In oversupplied categories, use the competition for better pricing. ZTNA, threat intelligence, and consent management have abundant VC-backed alternatives. Negotiate harder. Run competitive evaluations with three or more vendors. The funding data tells you which categories give you leverage.
Watch for single-company concentration. Chainguard holds 70% of all CWPP startup funding. Cato holds 57% of ZTNA. OneTrust holds 80% of consent management. If any of these companies pivots, gets acquired, or fails, the category funding picture changes overnight.
Bottom line
Gartner projects $93.2 billion in 2030 spending across the 10 fastest-growing security categories. Venture capital has funded $11.2 billion in startups since January 2025. The 8.3:1 blended gap tells you the overall story.

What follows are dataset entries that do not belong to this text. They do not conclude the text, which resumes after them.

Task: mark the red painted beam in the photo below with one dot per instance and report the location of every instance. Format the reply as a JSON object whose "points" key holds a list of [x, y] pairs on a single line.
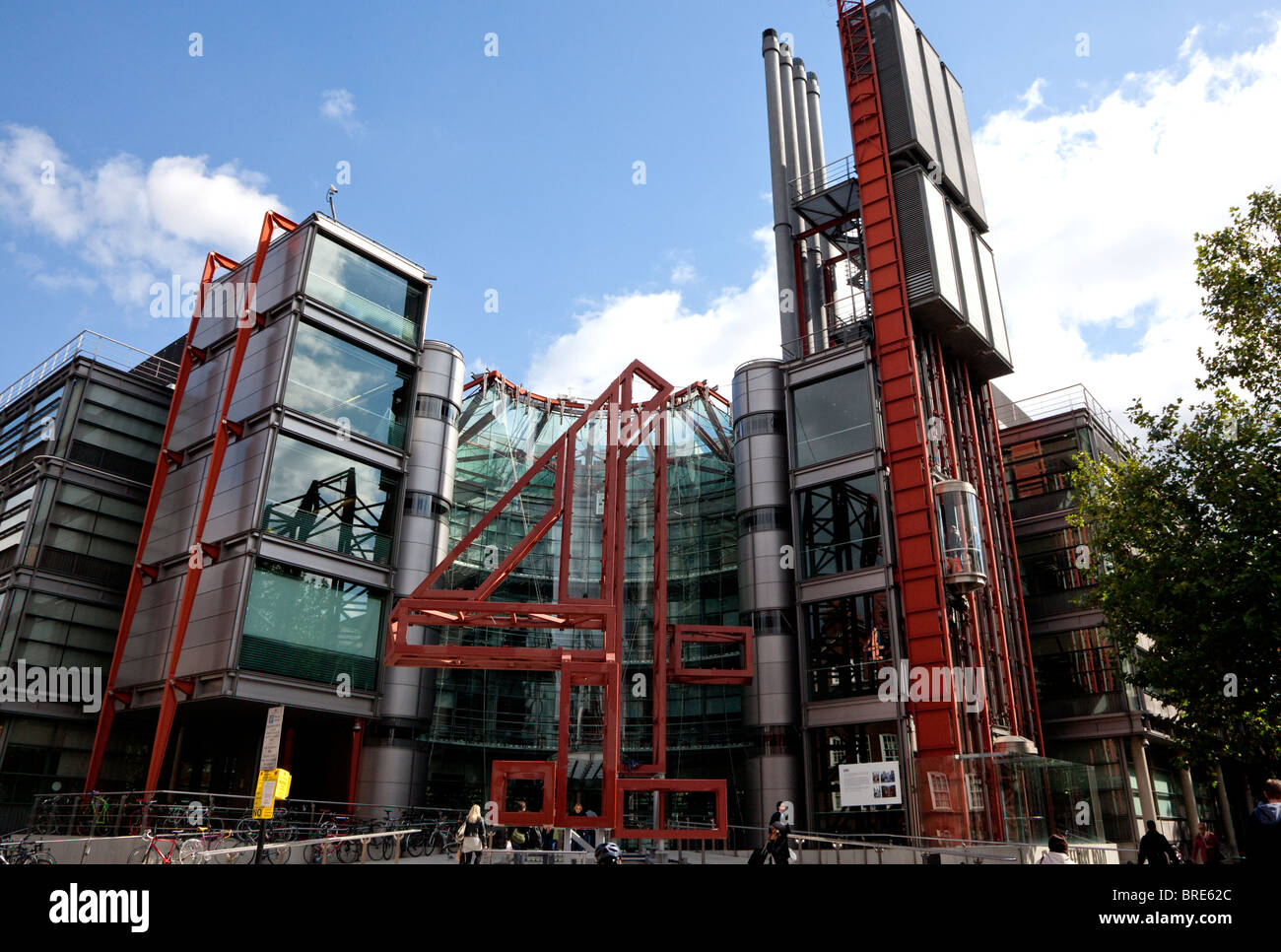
{"points": [[166, 459]]}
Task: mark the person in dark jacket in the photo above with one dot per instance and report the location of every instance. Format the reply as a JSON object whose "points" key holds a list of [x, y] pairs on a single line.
{"points": [[1154, 849], [1263, 828], [776, 846], [473, 833]]}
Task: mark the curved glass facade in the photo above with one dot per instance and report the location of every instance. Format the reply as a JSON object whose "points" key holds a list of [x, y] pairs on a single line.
{"points": [[515, 714]]}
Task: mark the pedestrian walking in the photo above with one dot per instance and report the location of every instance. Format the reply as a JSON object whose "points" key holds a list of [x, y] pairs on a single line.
{"points": [[1154, 849], [1057, 853], [1263, 828], [473, 832], [776, 846], [1205, 849]]}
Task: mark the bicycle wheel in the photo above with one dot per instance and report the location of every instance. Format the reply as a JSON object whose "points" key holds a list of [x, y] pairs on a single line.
{"points": [[414, 844], [347, 850], [191, 852], [222, 849]]}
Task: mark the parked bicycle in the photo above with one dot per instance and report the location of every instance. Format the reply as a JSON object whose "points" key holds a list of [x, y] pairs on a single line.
{"points": [[22, 852], [155, 850], [443, 836]]}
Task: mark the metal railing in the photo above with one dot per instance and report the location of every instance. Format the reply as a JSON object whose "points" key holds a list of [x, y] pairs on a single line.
{"points": [[1063, 400], [101, 349], [823, 178], [122, 814]]}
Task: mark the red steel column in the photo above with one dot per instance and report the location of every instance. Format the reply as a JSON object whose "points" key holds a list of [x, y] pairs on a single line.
{"points": [[918, 571], [190, 357], [200, 549]]}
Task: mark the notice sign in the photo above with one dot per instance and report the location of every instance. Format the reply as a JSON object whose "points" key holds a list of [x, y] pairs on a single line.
{"points": [[272, 738], [871, 784]]}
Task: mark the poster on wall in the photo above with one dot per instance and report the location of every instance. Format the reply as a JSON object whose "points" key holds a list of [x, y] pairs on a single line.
{"points": [[870, 784]]}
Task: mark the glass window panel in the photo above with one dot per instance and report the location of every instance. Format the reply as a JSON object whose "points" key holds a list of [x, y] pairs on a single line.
{"points": [[364, 290], [332, 502], [832, 418], [841, 527], [338, 380], [848, 641], [311, 627]]}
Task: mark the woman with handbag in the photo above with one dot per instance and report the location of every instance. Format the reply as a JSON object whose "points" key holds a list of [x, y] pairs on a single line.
{"points": [[473, 833]]}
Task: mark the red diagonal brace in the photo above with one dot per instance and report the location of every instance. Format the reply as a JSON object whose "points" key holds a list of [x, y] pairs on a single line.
{"points": [[191, 357]]}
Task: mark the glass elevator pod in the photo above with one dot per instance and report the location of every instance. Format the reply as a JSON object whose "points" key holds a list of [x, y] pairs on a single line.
{"points": [[960, 534]]}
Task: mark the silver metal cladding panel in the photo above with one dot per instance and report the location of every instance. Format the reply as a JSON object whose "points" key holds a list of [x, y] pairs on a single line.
{"points": [[940, 116], [965, 146], [773, 778], [385, 776], [440, 371], [282, 270], [775, 697], [423, 536], [991, 298], [259, 380], [940, 244], [764, 583], [234, 508], [760, 472], [146, 649], [759, 385], [214, 617], [905, 97], [969, 269], [200, 402]]}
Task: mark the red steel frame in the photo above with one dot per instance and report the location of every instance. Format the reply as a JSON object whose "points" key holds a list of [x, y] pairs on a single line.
{"points": [[708, 635], [920, 569], [629, 426], [247, 321]]}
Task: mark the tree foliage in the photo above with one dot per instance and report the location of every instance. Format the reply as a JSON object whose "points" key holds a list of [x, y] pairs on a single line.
{"points": [[1187, 524]]}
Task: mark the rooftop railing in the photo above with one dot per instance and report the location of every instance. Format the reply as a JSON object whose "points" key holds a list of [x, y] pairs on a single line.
{"points": [[1057, 401], [101, 349], [823, 178]]}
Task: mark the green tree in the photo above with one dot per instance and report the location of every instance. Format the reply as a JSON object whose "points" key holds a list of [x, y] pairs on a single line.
{"points": [[1187, 525]]}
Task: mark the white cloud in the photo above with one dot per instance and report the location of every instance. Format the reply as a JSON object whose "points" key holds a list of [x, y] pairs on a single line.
{"points": [[340, 105], [129, 223], [1093, 214], [683, 273], [657, 328]]}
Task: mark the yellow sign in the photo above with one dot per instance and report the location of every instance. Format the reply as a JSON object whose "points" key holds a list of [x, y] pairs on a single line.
{"points": [[272, 785]]}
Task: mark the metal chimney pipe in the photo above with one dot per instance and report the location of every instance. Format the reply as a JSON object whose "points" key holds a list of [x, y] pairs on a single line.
{"points": [[789, 123], [802, 111], [794, 170], [820, 173], [811, 272], [774, 101]]}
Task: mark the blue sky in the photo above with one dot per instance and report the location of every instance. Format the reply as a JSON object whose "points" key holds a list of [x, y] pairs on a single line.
{"points": [[515, 171]]}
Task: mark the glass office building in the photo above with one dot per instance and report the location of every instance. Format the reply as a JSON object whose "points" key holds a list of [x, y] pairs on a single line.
{"points": [[78, 440], [1089, 713], [478, 716]]}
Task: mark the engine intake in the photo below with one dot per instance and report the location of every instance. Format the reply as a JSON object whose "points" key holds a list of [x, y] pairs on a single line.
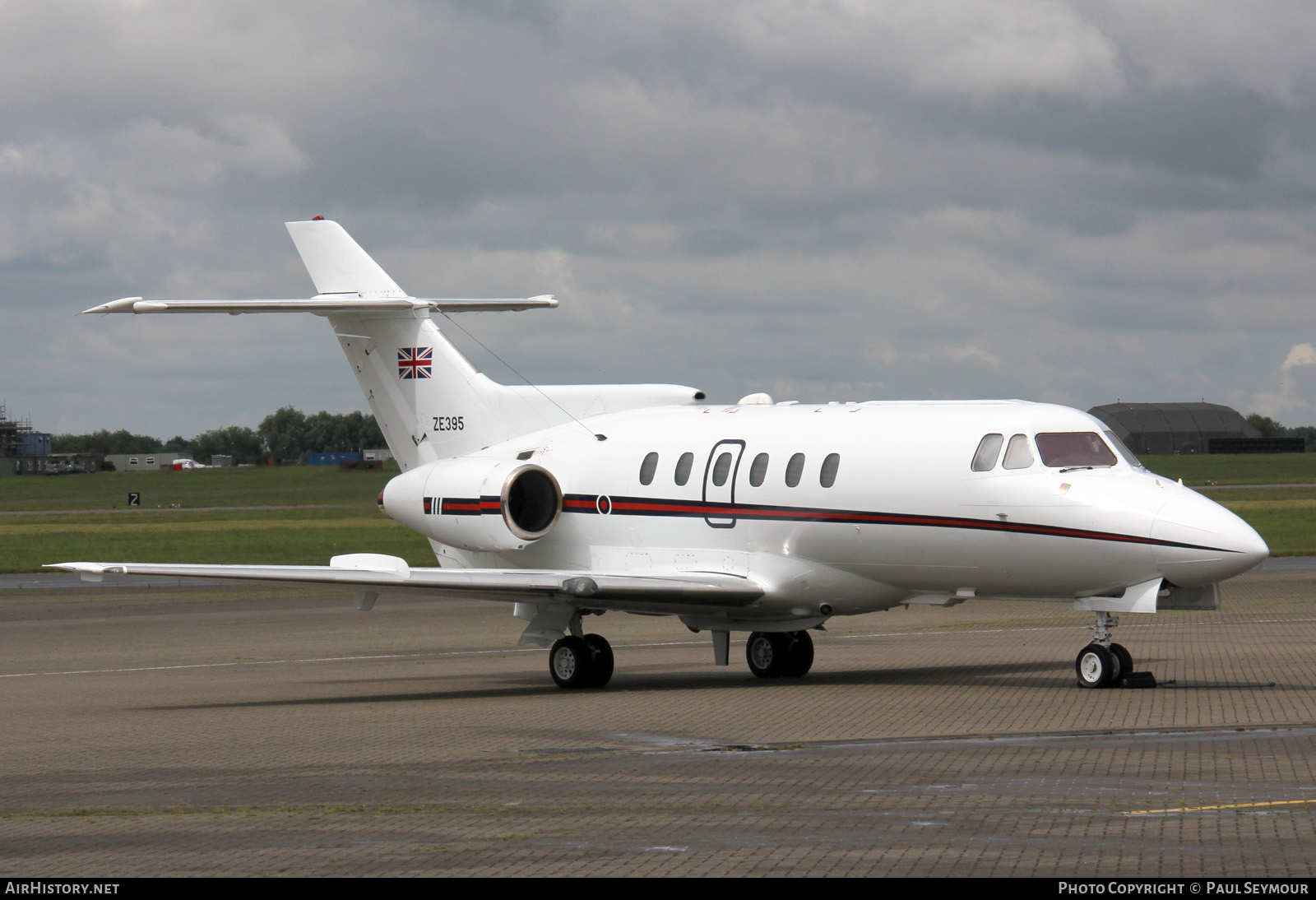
{"points": [[477, 504]]}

The category-level ratios tell you where to act.
Cloud security posture management, vulnerability assessment, and cloud workload protection are growing at 2x to 3x the market average but remain underfunded relative to Gartner’s projections. Two categories, firewall equipment and pure-play CASB, have no startup investment at all. Platform vendors are filling gaps through acquisition at a pace that is reshaping every competitive evaluation.
This is the third quarter I have tracked Gartner’s security forecast against independent funding data. The gap between enterprise demand and startup supply keeps widening. Gartner’s 2Q26 forecast lands in July. I will break down the updated Gap Ratios the week it drops. I wrote a shorter editorial take on what these gaps mean for CISO budgets on my Substack.
Source: Gartner, Information Security Market Current Outlook, Worldwide, 1Q26 (G00846158), March 2026. Growth rates in constant currency. Dollar figures in current U.S. dollars. Funding data from CB Insights, Crunchbase, PitchBook, Statista. Cross-referenced against company press releases. Analysis by Software Strategies Blog.